The Online Harms Act, if passed into law, will allow complaints to be filed against Canadians in secret, such that the citizen who is prosecuted by the Canadian Human Rights Commission loses the ancient and well-founded right to face and question one’s accuser. This repudiates centuries of common law tradition requiring the legal process to be public and transparent. 

The pretext for eliminating this necessary and long-standing legal protection is that some complainants might be subjected to “threats, intimidation or discrimination.” This ignores the fact that threats and intimidation are already Criminal Code offences, and any illegal discrimination can be addressed by way of a new and separate complaint. Those filing complaints about expression should be accountable for their decision to do so; this is an inherent and necessary component of both criminal and civil legal proceedings. 

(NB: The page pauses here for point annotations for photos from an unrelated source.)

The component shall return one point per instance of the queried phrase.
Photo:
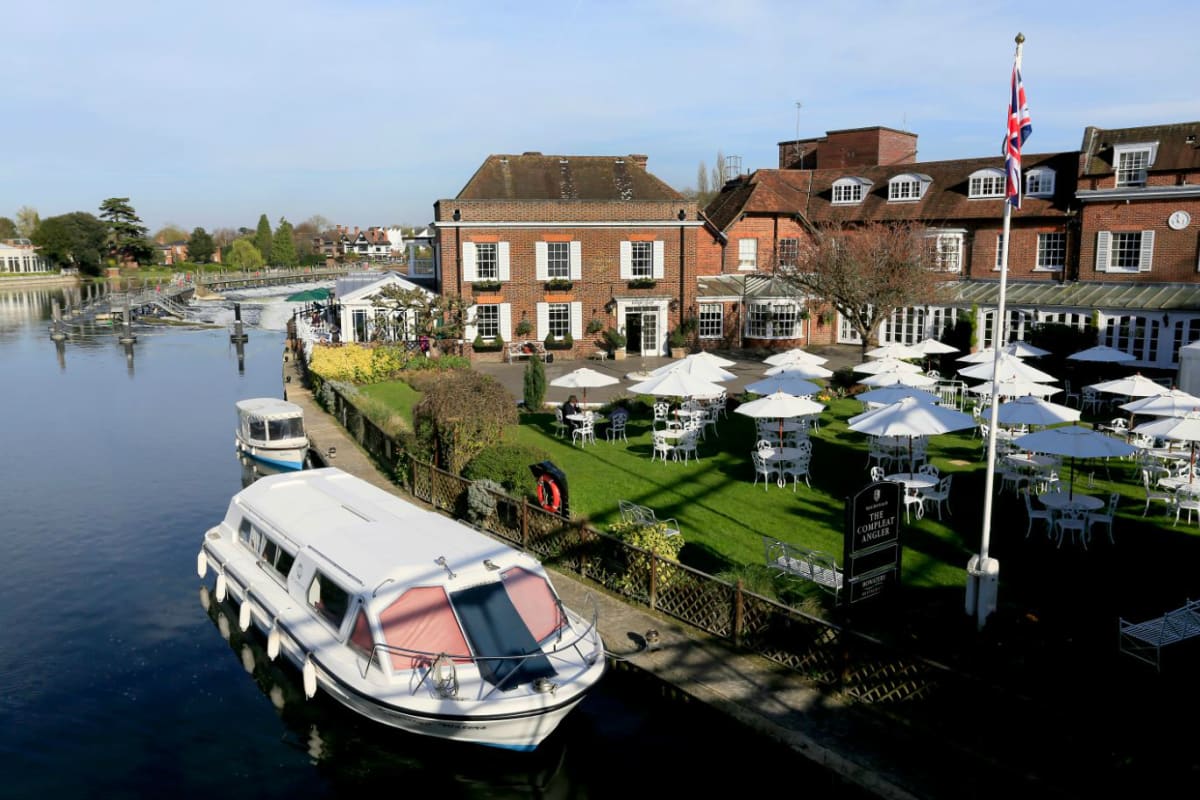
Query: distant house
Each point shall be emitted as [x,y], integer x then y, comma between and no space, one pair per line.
[21,256]
[361,320]
[565,246]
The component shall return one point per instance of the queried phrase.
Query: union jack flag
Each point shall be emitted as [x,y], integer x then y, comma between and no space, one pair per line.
[1019,128]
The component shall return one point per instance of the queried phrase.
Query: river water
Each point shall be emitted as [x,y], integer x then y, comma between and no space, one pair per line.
[120,678]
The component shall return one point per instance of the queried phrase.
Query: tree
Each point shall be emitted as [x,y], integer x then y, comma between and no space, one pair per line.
[169,233]
[126,234]
[27,222]
[244,256]
[201,246]
[283,248]
[868,272]
[263,239]
[77,239]
[534,384]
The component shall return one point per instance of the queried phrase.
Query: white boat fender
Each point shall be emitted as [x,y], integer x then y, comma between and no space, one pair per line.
[273,641]
[244,612]
[310,678]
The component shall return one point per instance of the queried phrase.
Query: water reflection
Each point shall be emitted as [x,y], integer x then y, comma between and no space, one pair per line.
[357,755]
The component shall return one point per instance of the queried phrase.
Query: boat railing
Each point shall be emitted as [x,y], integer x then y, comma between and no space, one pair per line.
[442,667]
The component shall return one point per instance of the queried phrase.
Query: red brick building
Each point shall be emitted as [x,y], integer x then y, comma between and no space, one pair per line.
[557,248]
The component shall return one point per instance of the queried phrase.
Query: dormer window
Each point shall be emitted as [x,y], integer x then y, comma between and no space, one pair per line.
[1039,182]
[850,191]
[1131,162]
[987,184]
[909,187]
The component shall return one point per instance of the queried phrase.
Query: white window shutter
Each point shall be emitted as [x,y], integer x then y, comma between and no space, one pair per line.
[1147,251]
[507,322]
[576,260]
[469,330]
[502,257]
[1102,251]
[468,262]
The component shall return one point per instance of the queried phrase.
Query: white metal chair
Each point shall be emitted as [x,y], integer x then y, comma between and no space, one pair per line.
[797,469]
[1105,517]
[940,494]
[1032,513]
[586,431]
[1153,494]
[765,468]
[617,426]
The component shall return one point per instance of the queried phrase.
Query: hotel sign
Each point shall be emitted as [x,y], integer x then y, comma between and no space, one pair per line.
[871,545]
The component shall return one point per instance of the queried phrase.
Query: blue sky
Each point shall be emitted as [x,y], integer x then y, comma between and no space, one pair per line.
[366,112]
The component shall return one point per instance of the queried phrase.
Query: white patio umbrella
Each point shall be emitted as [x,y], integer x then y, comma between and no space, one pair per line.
[978,356]
[1135,385]
[795,354]
[700,367]
[888,395]
[677,384]
[1024,350]
[1075,441]
[1102,353]
[933,347]
[910,417]
[1174,402]
[582,379]
[785,382]
[799,370]
[898,379]
[894,352]
[1033,410]
[1180,428]
[885,365]
[779,405]
[1009,368]
[1014,389]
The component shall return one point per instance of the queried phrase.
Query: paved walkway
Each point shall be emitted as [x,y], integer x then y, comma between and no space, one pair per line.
[875,755]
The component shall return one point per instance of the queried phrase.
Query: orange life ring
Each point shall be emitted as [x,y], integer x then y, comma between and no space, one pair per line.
[549,495]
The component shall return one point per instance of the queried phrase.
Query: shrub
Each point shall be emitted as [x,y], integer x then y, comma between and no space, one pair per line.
[508,464]
[534,384]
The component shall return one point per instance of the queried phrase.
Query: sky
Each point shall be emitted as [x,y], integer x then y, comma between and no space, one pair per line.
[366,112]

No need to establish that someone was harmed

If the Online Harms Act is passed into law, the Canadian Human Rights Commission will not even require a victim in order to prosecute a citizen for what she or he has said. For example, a man in Vancouver can file an anonymous complaint against a woman in Nova Scotia who made disparaging online remarks about a mosque in Toronto, regardless of whether that mosque’s members were harmed, or even offended, by the post. No actual victims are required for the Canadian Human Rights Commission to find guilt or to impose penalties. Nor does a victim need to prove that he or she suffered loss or damage; feeling offended by alleged “hate” is all that is needed to become eligible for financial compensation. 

Conclusion

For reasons set out here above, the Online Harms Act will harm freedom of expression in Canada if it is passed into law. Many Canadians will self-censor to avoid being prosecuted by the Canadian Human Rights Commission. Canadians who do not self-censor, by practicing courage and by continuing to exercise their Charter-protected freedom of expression, will still see their online expression removed from the internet by the operators of social media websites and platforms. These operators will seek to avoid running afoul of Mr. Trudeau’s new regulations. Everyone will live in fear of the Digital Safety Commission.

The Justice Centre urges all Members of Parliament to vote against this legislation.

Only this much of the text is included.